During the period under review, the gross profit margin level remained relatively stable by adjusting and narrowing the price difference between online and offline sales as well as increasing the proportion of high margin products in the product mix. The gross profit margin of the first half year of 2018 only slightly reduced to approximately 39.9% (2017 first half(Restated): 40.4%). In the second half of 2018, the Group will further promote its omni-channel strategy through increasing exclusive products for e-commerce channel and maternity stores in order to increase their contribution to diapers sales. In addition, the Group will continue to upgrade current products, enrich the "Q˙MO" series and shift the product positioning to high-end market, in order to stand out from the immense competition among domestic and overseas brands, as an outstanding "National Brand".

E-commerce
In the first half of 2018, there was a continued shift of the consumption from in-store shopping to online shopping. To cater to the change in the consumption pattern and habit of the Chinese consumers, the Group has started to move on its "Omni-Channel Sales". Apart from the traditional channels like distributors and supermarket, the Group has been making use of sales channel like online stores and Wechat stores, to further expand its sales network in China.

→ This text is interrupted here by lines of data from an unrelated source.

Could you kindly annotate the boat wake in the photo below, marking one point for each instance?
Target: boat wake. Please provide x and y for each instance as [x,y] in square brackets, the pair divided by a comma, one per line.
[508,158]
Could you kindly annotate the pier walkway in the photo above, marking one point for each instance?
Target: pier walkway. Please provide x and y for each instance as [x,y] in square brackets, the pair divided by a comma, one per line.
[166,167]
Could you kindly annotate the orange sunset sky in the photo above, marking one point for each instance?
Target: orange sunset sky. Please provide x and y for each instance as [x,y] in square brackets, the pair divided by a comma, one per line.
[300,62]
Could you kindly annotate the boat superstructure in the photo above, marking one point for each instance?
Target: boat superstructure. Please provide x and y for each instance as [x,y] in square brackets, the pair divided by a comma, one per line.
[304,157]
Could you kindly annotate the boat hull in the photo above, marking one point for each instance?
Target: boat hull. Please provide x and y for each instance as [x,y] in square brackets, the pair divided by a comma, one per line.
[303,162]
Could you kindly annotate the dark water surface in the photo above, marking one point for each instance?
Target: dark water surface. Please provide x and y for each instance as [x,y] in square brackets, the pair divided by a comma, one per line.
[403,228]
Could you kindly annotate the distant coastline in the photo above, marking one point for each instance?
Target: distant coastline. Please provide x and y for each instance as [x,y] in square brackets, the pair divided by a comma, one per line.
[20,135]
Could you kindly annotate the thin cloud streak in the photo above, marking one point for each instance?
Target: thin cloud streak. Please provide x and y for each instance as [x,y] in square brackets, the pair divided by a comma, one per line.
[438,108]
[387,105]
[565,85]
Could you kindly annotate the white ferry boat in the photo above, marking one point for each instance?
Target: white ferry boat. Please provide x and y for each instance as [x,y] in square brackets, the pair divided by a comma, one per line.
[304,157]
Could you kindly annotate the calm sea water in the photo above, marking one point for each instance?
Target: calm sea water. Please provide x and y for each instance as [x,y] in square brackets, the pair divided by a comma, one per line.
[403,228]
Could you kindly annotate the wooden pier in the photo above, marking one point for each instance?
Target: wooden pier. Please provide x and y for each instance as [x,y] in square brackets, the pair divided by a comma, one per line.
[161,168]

During the period under review, through the strategic collaborations with well-known large-scale e-commerce operators in China, the Group has started to make use of big data to analyse the discrepancy in online shopping habit, so that the Group could flexibly allocate the resources used in production, supplies, and sales. As at 30 June 2018, revenue from e-commerce(including Retail Expert (零售通) and wechat sales) exceeded about 1.2 billion, up by more than 60% over the same period last year. E-commerce's contribution to total sales revenue also rose to approximately 12.7% (first half of 2017(Restated): 9.2%).